Kids Who Often Eat Cereal Weigh Less
Cereal Eaters Have Less Body Fat Than Kids Who Skip Breakfast
WebMD News Archive
Dec. 2, 2003 -- Kids who eat breakfast cereal are much less likely to be overweight. The same thing holds true for grown-ups, General Mills-sponsored studies show.
The studies looked at two-week food diaries kept by 2,000 U.S. households. The study included more than 600 kids aged 4 to 12. Researchers divided the kids into three groups: Those who ate ready-to-eat cereal eight or more times in the two-week period, those who had four to seven servings, and those who had three or fewer servings.

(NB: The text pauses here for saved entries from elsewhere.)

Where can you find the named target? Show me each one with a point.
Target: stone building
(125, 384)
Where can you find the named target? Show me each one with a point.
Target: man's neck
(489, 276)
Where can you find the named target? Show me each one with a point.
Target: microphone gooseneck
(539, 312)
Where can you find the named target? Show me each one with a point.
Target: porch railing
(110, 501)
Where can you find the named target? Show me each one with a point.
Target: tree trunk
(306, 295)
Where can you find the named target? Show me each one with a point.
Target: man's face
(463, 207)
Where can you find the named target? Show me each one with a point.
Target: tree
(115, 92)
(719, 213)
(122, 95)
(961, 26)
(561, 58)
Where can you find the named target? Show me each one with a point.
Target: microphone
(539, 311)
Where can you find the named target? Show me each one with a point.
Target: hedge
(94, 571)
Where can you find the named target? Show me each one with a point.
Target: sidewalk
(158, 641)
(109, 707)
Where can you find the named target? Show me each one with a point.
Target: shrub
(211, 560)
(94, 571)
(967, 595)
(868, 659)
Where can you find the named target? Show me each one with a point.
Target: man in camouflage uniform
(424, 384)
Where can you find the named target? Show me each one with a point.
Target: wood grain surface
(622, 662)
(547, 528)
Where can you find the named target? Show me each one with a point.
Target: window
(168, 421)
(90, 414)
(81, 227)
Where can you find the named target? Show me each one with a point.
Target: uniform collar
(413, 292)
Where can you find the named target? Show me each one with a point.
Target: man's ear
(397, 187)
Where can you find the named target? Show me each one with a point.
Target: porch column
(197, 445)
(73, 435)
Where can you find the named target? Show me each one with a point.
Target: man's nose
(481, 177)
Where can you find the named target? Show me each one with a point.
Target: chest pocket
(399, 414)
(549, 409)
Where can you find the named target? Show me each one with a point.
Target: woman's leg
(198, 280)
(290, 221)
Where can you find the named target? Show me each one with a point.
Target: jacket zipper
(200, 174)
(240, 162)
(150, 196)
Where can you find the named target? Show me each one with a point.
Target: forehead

No matter what their age, the kids who ate the most cereal had the least body fat. Nearly 80% of these kids had a body mass index -- a measure of weight adjusted for height -- appropriate for their age. This was true for only 52.6% of the kids who ate very little cereal.
That's a big difference, says study co-author G. Harvey Anderson, PhD, professor of nutritional sciences and director of the program in food safety, nutrition, and regulatory affairs at the University of Toronto in Canada.
"Among the kids that ate cereal infrequently, a 10-year-old would be 12 pounds heavier than a child the same age who ate cereal often," Anderson tells WebMD. "So that is quite a bit."
The findings appear in the December issue of the Journal of the American Dietetic Association. The lead author of the study, Ann M. Albertson, RD, of General Mills' Bell Institute of Health and Nutrition, earlier this year reported similar findings for adults at the annual meeting of the American College of Nutrition.
Cereal, Milk, and Breakfast
What was it that was so good for the kids? Was it merely the fact that the kids ate something for breakfast?
"We do know that the kids who eat ready-to-eat cereals are much more likely to eat breakfast in general," Albertson tells WebMD. "And previous work shows that the habit of eating breakfast is part of a lifestyle that can contribute to healthy weight."
The milk, too, has something to do with it. Anderson's earlier work has demonstrated that people who eat a lot of dairy products tend to be less heavy than those who don't.